To start, just as with software, you may be able to roll back to a previous model version and corresponding software/configuration. This mitigation strategy might help you if you promoted a bad model that got past your validation procedures; however, this will not always solve your issue. It’s possible that your input data distribution or the underlying task of the model has changed, making the older model also a poor choice to have in production.
Another strategy that can work in some cases is to deploy a naive version of your model. This may generally have lower performance than your more complex model, but it may do better in the face of change in input and expected output distributions. The model doesn’t need to be machine-learned and can just be a simple heuristic-based model. This strategy may help you buy time while you rework your more complex, but more performant model.
This brings us to the most common advice that is given to resolve an incident caused by an ML model in production: Just retrain it! This advice is common because it covers a lot of potential failure modes for a model. If the input data has shifted or the underlying task has changed, retraining on newer production data might be able to solve your issue. The world changes over time, and it’s possible your model needs to be regularly retrained to stay relevant.
Retraining strategies could encompass a whole other technical article, so let’s skip to the abridged version.

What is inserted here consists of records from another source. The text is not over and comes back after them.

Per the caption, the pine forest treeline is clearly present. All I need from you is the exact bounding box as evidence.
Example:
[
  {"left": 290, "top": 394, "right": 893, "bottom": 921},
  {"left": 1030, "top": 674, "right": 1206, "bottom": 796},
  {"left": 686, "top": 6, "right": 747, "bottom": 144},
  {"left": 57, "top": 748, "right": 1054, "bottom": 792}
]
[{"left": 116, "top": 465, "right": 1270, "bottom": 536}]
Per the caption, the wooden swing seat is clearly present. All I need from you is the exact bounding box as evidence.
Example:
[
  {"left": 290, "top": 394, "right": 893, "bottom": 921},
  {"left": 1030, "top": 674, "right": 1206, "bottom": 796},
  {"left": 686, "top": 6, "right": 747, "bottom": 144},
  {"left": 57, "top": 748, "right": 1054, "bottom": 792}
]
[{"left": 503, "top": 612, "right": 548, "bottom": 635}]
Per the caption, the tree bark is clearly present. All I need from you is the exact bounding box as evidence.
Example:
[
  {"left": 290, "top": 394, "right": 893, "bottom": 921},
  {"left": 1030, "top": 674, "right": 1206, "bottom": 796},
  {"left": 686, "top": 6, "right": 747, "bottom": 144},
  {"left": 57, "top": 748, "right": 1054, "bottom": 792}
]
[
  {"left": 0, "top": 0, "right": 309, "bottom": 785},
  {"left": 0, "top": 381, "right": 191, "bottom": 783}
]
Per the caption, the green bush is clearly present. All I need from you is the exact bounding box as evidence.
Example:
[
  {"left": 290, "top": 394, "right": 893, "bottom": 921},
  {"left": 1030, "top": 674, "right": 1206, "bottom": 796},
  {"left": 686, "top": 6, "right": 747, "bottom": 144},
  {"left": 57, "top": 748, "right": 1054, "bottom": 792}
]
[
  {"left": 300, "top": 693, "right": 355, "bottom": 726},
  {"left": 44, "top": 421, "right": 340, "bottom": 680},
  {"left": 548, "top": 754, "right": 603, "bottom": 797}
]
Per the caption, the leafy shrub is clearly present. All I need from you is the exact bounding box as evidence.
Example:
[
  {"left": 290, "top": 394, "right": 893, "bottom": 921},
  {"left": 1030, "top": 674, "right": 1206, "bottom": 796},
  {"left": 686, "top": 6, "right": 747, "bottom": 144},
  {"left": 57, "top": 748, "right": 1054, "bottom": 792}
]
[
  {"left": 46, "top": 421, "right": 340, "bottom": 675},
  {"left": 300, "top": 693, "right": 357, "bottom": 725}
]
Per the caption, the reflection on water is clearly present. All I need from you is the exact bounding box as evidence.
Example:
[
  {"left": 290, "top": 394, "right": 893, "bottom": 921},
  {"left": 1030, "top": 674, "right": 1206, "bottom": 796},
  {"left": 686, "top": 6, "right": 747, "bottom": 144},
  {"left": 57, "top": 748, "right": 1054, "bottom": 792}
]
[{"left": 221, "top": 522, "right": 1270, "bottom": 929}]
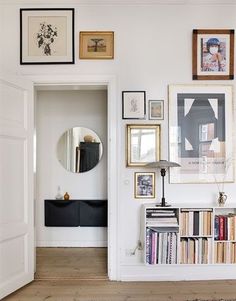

You have some options when you retrain your model:
You can choose to upsample certain subsets of your data, potentially to fix issues regarding unintended bias or underperformance for a category of your data.
You also can sample the newer production data to build new training sets to use if you think that the shift in your input/output distributions is here to stay.
If you think that this shift in distributions is temporary and potentially seasonal, you can train a new version of your model on the data from this seasonal period and deploy it, or turn to engineering features to help your model understand this seasonal indicator in the function it is trying to approximate.
It’s possible that your model’s performance may have dipped due to the introduction of a new category of examples that it had not seen in it’s training. If this category of examples is sufficiently different you may need an entirely new model to handle these particular examples. The process of training a separate model and employing a higher-level model to determine which to use for a particular example is commonly referred to as a federation.
The last option we will talk about here is going back to the drawing board. If retraining hasn’t helped restore performance and your older models also fail to do the job, it’s possible that the task has changed significantly enough to require some of the following: a new model architecture, new features, new data processing steps.
It took years for the software world to get behind the reliability framework we outlined above. With the three pillars of observability, management of change, and incidence response, we can translate the reliability gains from the world of software to the world of ML applications. It’s now up to the ML Ops space to provide the tools that we desperately need to make ML applications reliable.